Object-based feature embedding If external object detectors are available, it is possible to get finer object features for object relation modeling. We also experiment with this setting for a more comprehensive understanding. With the bounding boxes provided by pre-trained object detectors, we extract object features via ROI-Align (He et al., 2017) using the predicted bounding boxes on each frame. In this scenario, we use only B most confident boxes on each frame, forming object features \(\varvec{F}_o\in \mathbb {R}^{BT\times d}\) as a replacement of \(\varvec{F}_p\). For simplicity, in the following part of this section, we only use \(\varvec{F}_p\) to illustrate the remaining part of our model.

3.2.2 Multi-level Multi-relation Encoder

To better generate prototypes that are discriminative for actions that involve multiple spatiotemporal regions, we propose to use a multi-relation encoder to encode the spatiotemporal information from \(\varvec{F}_a\) and \(\varvec{F}_o\). We specifically consider the following three relations: global action-global action relation, global-patch relation, and patch-patch relation. To enable effective modeling of these relations across frames, we adopt the transformer architecture as our base architecture, which has demonstrated strong performance in capturing long-range dependencies (Vaswani et al., 2017).
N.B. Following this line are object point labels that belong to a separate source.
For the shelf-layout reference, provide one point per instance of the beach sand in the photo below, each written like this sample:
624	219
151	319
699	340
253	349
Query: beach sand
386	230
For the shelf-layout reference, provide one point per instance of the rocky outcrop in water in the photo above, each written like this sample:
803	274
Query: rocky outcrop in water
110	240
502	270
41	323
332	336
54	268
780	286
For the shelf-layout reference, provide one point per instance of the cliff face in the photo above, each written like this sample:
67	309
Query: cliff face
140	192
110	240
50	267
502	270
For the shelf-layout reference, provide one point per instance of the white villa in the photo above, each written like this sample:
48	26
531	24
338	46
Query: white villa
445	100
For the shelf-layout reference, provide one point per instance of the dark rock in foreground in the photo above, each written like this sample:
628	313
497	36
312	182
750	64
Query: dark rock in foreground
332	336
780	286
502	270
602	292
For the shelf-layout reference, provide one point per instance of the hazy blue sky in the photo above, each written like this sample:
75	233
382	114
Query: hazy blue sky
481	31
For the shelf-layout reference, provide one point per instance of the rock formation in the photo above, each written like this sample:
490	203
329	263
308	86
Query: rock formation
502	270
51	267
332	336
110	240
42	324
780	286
As shown in Fig. 2, our encoder comprises three relation encoding transformers (RETs). The global action-global action RET (RET\(_{aa}\)) and the patch-patch RET (RET\(_{pp}\)) share the same structure but differ in their inputs. The RET\(_{aa}\) takes the global action feature \(\varvec{F}_a\) as input while the RET\(_{pp}\) takes as input patch features \(\varvec{F}_p\). Both RETs use the input to generate the query \(\varvec{Q}\), key \(\varvec{K}\) and value \(\varvec{V}\) vectors which are used in the transformer:

$$\begin{aligned}&\varvec{F}_{aa} = RET _{aa}(\varvec{Q}=\varvec{K}=\varvec{V}=\varvec{F}_a) \end{aligned}$$
(1)
$$\begin{aligned}&\varvec{F}_{pp} = RET _{pp}(\varvec{Q}=\varvec{K}=\varvec{V}=\varvec{F}_p), \end{aligned}$$
(2)

The global-patch RET (RET\(_{ap}\)) works slightly differently, where it maps \(\varvec{F}_a\) as query vector, while \(\varvec{F}_p\) as key and value vectors:

$$\begin{aligned} \varvec{F}_{ap} = RET _{ap}(\varvec{Q}=\varvec{F}_a, \; \varvec{K}=\varvec{V}=\varvec{F}_p). \end{aligned}$$
(3)

Each RET within the MM-Encoder outputs a feature vector with the same dimension as its input query vector. As a result, for each of the T frames in the video, we obtain \(L+2\) feature vectors with dimension d. To integrate these relations we concatenate the outputs from the three RETs, resulting in a multi-relation feature \(\varvec{F}_m\in \mathbb {R}^{(L+2)T\times d}\).

In line with the effectiveness of positional encoding (PE) in transformer-based architectures (Vaswani et al., 2017; Lu et al., 2021; Liu et al., 2021), we incorporate PE into our model. For \(\varvec{F}_{a}\) we use 1D PE to encode the temporal location of each frame. This allows the model to capture the temporal order and relationships between frames. For \(\varvec{F}_{p}\) we apply 3D PE that incorporates spatial and temporal information, enabling the model to effectively distinguish between different objects and capture their dynamics over time. However, for the sake of simplicity, we have omitted the explicit equations for PE in the equations, unless otherwise stated.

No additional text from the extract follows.